La voz que falta al repasar la historia del grupo es la de Rolando Carpio, su guitarrista principal, algo mayor que los otros tres integrantes, Erwin, Papi y Pancho. Murió víctima de cáncer en 2005, apenas un año antes del homenaje realizado en Lince. Cuando lo sumaron al grupo, cuenta la leyenda, fue que todo empezó a funcionar. Y también, paradójicamente, fue su voz la primera que volvió a contar la historia del grupo, cuando los chicos del fanzine Sótano Beat lo encontraron en las calles de Lince, a pocas cuadras de donde había empezado todo, en el año 2002. En esa entrevista corrigió todos los mitos que habían empezado a circular alrededor del grupo desde que los punks rescataron su música, porque nunca hubo ningún Saico cerca para repasar la historia. No, ninguno de ellos había muerto ahogado en el lago Titicaca.
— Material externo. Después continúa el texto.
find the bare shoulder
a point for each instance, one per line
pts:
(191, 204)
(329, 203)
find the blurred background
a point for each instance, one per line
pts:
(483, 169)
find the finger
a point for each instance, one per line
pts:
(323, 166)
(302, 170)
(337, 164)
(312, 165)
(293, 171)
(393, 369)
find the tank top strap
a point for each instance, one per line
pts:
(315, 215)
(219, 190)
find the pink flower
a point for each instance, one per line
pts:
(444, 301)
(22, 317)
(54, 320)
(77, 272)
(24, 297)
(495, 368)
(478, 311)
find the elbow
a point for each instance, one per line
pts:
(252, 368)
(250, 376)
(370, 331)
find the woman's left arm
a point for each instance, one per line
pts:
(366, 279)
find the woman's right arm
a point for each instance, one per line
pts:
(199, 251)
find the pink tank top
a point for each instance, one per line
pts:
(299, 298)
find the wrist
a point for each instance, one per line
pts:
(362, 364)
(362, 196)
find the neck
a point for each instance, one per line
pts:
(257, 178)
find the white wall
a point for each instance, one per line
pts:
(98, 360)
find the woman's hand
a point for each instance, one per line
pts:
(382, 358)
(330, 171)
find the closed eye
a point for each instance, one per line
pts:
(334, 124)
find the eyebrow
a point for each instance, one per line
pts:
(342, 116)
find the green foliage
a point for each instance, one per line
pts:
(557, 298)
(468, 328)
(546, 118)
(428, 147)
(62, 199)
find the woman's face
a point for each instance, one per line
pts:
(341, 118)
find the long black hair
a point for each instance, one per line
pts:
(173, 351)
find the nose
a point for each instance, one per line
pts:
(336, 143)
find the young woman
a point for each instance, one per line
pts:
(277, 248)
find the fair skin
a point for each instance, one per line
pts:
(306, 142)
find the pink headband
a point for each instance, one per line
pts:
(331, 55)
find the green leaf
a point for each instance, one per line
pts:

No, no tomaron ninguna droga para componer sus temas. Y tampoco tenían ninguna clase de postura política. “Lo que sí me dijeron alguna vez fue que nosotros habíamos sido precursores de Abimael Guzmán”, bromeaba entonces Carpio. “Por lo de Demolición y querer tirar la estación del tren”.
Aquel tema, por más destrucción que invoque su letra, no tuvo nada de contestatario ni alternativo en su momento. Al contrario, fue el mayor éxito del grupo, y todo limeño con la edad apropiada —y de generaciones posteriores también— no sólo conoce su letra, sino que también sabe imitar el particular y violento tarareo inicial del tema. Pero también resulta indudable, al escucharlo hoy en día, que ahí hay algo más profundo, más salvaje, que es imposible encontrar en sus contemporáneos. Lanzado como simple en mayo de 1965, Gutiérrez Mendoza escribe en el texto incluido en la caja bautizada con su título que es un particular resumen de música surf, rock and roll y twist.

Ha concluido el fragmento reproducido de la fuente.